第一章 その④「グローバル・セキュリティ・カバー」

 翌朝。日曜日の午前7時10分。雷鳴がランクルを運転をして、成行、見事たち三人は品川へ向かう。

 一行を乗せたランクルは一旦、中央道の調布ICへ向かう。そこから中央自動車道へ入り、都心を目指す。中央道と首都高4号新宿線を経由するルートで品川駅付近を目指すのだ。


 これから三人が向かうのがGSCビル。地上40階建ての高層ビルで、正式名称は『Global Security coverビルディング』。国内最大手の民間警備コンサルタント会社であるグローバル・セキュリティ・カバー社が拠点を構える複合ビルだ。

 このGSC社のグローバル本社をメインに、複数の大手企業が拠点を置いている。品川駅の再開発の目玉ともされているビルで、注目度が高い建物でもある。それがニュースで聞いたGSCビルの知識。それを成行はおぼろげに思い出していた。

 都内在住なので品川に来たことは何度もあるが、車で品川駅付近へ来たことは何回あるだろう?車中で成行はそんなことを考えていた。


 調布市内の静所家を出発しておよそ一時間。雷鳴の運転するランクルは品川駅前まで来ていた。

 「見えてきた。GSCビルだ」

 「おおっ!デカい・・・」

 率直な感想を述べる成行。


 品川駅前に佇む巨人とも言うべきか。太陽の光を浴びて、ビルのガラスが神々しく輝く。屋上にはヘリポートも完備しており、耐震設計の結晶ともうたわれているビル。それに比べれば人間は、どんなにか。


 ランクルはGSCビルの地下駐車場へ向かう。駐車場に入る寸前、入場窓口があった。よくある地下駐車場とは異なり、外にいる警備員が入ってくる車を一旦停止させる。

 地下駐車場へ通じる通路を見ると、地面から砲弾のような太い鉄パイプがまるで生えるように伸びていた。鉄パイプの高さは1メートル、直径は20センチから30センチあるだろうか。


 警備員の若い男性が近づいてくる。雷鳴は運転席の窓を開ける。

 「おはようございます」と、男性警備員から挨拶をした。

 「おはよう。静所おとなし雷鳴らいめいだ。9時から朝食会に誘われている」

 「お待ちを」

 男性警備員は装備した無線機で確認を取っている。

 「結構です。ようこそ」

 男性警備員は笑みを浮かべて言った。そして、受付窓口内の同僚に合図する。すると、地面から伸びていた鉄パイプが、ゆっくりと地中に引っ込んでいく。

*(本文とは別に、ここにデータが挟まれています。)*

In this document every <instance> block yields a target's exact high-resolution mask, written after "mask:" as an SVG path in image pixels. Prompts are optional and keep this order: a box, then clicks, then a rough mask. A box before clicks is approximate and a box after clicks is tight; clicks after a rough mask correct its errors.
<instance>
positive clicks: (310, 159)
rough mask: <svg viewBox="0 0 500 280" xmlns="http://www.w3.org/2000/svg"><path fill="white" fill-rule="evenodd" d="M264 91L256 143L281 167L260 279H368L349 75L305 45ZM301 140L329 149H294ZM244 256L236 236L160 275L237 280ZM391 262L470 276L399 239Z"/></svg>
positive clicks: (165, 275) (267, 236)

 鉄パイプが引っ込んだところでランクルが再発進した。

 「凄い。そういうシステムなんですね」

 「あの鉄パイプのカラクリはテロ対策の一環だ。特注の超合金で、ダンプカーにツッコまれても、突破できないような造りになっている」

 「へえー」

 地下駐車場内は比較的空いていた。日曜の朝早い時間だからだろうか。エレベーター近くの駐車スペースが空いていたので、そこへランクルを止める雷鳴。

 「ラッキーだね」

 エレベーターをみながら見事が言う。

 「ユッキー。レストランへ来いって指示だよな?」

 ランクルを停車させながら雷鳴は成行に確認する。

 「そうです。5階にあるレストラン『グローバル・シャトル』です」

 成行は昨日の招待状を確認しながら答えた。


 「よし。じゃあ、行こう」

 ランクルを停車させ、エンジンを切る雷鳴。

 こうして三人はランクルを降りてエレベーターへ向かう。